I started some apple cider using some mealy Granny Smith apples we weren't going to eat in a slow cooker yesterday. I removed the seeds and cores of 13 apples chopping them up small, and then added roughly 1/2 cup of dark brown sugar, 14ish clove buds, a bunch of shakes of ceylon cinnamon powder, and enough water to cover the apples. It cooked in the slow cooker on low for 10 hours. I mashed the apples as soon as they were mash-able to extract more of their juice. I strained it and then bottled it up for the week. I had some in place of a second cup of tea this morning. It was bland but nice nontheless.

I decided to hold off on starting another ferment for now. My partner is doing a lot of overtime at work lately and I'd rather spend the time with them. We were going to make a cake together yesterday, but ran out of time. I got a vegan/GF recipe from an instagrammer last year for a vegan/GF "Chocolate Cranberry Christmas Cake" to serve at the winter-holiday-time gathering we hosted for my partner's family (I might add a link if I ever find the post of their's). I never made it because I got distracted with preparing everything else. My partner's step-mom has celiac disease, my partner's sibling's girlfriend is vegan, and my partner's step-sister is allergic to nuts so we made sure everything was made with these criteria in mind. For this cake today, since it's just the two of us, I subbed in butter, milk, and white flour.

I used to be a "militant" vegan. I nearly died from entirely unrelated health complications five years ago, and in a moment of "weakness", I decided to try duck because I hadn't had it yet in my life and I was curious how mock duck stacked up against the bird--for some reason, knowing felt important to me. In my recovery phase, I ended up relying on consuming a lot of meat. I would like to return to being a vegetarian eventually, and I am making efforts to dig out vegetarian recipes and habits I used to rely on. My partner was a pescetarian when we met. Somehow we're here now, eating jerkies and chicken sandwiches. It all gets lost in the disruptions of moving to new places, working, trying to meet with friends/family, and carve out quiet times.

A dear friend I made recently has talked on social media about the ethical dilemmas around sourcing for vegan ingredients: all of the "fancy" alternatives, the fresh produce that aren't in-season in colder climates that get shipped halfway around the world, slave labor, inhumane working conditions. If one of the main tenets of modern veganism is to enact less harm in the world, aren't products packaged in un-recyclable plastic, products that travel thousands of miles, products that use slave/child/radically underpaid/unsafe practices labor, still harmful? I hear what my friend is saying, and I know that the fancy, rich way of being a vegan is not accessible to most folks and is actively harmful to so many other people, but it's possible (albeit difficult) to be poor and vegan if you have the benefit of choice on where your food is sourced. Beans and rice was the only meal I had seen one of my elderly, vegan co-workers at my last job consume, and it seemed to work for him and his lifestyle.

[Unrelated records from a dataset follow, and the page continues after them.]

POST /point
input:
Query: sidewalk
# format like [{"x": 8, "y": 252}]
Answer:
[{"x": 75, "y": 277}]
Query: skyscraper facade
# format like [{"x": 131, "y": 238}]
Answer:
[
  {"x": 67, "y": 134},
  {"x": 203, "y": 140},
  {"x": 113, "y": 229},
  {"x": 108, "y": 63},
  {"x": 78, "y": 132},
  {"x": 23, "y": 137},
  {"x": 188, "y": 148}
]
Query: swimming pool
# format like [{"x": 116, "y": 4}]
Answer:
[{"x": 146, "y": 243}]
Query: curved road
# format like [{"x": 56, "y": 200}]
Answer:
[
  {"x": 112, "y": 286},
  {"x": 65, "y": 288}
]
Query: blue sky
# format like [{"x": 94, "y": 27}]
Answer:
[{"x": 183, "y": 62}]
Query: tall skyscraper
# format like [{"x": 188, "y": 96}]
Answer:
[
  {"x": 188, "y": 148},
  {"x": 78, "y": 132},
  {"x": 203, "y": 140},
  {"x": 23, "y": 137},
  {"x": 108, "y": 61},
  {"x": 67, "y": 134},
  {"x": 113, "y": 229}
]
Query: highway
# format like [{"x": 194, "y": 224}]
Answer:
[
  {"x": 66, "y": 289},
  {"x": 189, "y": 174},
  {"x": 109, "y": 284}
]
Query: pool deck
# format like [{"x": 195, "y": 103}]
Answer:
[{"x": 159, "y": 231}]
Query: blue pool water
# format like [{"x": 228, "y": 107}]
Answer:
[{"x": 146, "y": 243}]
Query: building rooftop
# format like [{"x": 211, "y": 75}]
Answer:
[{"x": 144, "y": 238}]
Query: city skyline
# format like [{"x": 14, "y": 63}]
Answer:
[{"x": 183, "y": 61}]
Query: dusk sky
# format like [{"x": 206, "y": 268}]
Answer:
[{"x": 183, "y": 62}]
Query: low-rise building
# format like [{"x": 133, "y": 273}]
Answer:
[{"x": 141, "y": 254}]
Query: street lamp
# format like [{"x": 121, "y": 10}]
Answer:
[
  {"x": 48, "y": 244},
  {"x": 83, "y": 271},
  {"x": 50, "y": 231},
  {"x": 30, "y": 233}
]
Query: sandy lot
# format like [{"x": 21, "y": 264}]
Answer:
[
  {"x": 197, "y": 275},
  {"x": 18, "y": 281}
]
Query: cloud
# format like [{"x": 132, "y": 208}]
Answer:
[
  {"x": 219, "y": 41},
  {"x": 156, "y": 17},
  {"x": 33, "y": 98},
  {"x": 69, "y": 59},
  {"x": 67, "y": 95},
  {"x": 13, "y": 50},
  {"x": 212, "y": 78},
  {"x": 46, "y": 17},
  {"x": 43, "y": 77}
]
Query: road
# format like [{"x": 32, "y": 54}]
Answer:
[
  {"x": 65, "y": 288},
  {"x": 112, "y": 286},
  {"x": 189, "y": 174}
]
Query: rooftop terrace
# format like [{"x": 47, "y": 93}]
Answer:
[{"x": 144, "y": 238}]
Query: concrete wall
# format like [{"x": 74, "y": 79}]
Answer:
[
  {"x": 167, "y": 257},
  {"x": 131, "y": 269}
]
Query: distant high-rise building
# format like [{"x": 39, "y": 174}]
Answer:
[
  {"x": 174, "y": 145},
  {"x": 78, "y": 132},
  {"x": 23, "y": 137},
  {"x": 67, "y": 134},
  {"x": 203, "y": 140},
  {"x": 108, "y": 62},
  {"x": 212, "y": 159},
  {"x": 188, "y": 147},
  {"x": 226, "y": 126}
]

I get tighly wound up in these worries over personal ethical purity, and I have for a long time. It seems like it's a common problem for people. One of my partner's sisters has said that something that bothers her about veganism is that it feels like "a cop out", to quote her directly--that it is an attempt to remove oneself from the dilemma of having to consider how things suffer and die so that one can continue living. It's a system that we can't truly remove ourselves from as living organisms if we desire to continue living. On a microscopic level, we can't prevent our cells from destroying unwelcome interlopers in our bodies, on a human scale, we must eat other organisms or their by-products to keep our bodies alive.

I understood her argument, but I tried to talk about veganism as an attempt to reduce total harm in the world, rather than an absolute moral obligation. What she said still got to me, though, because I wanted veganism to be my moral solution so that I didn't have to think about any of it. I felt exposed. Personally, being vegan meant that I thought I didn't have to consider whether or not I believed I had a right to exist--with the implication that it was at the expense of others, whether or not I was willing to fight or kill to live. A lot of it stemmed from being a sheltered, sensitive, existentially cowardly person. I also feel like I understand animals better than I understand people, but that's an entirely different post.

I don't want to project my own reasons and experiences with veganism on other people--I respect people who ascribe to vegan diets and their choices regardless of their reasoning! I can't tell if I've lost my way or changed my mind, or if it's possible that it could both. In the meantime, my partner and I are doing our best to buy small and local whenever we get meat because we have the opportunity to do so. Today I'm making a stew with a lot of root vegetables, red wine, marjoram, sage, bay leaves, and a small parcel of beef for dinner.

I might edit this post later to include the ferment update. I have to start prepping dinner at the moment tho.

Thanks for stopping by! I hope you are having a good time wherever you are. See you again soon.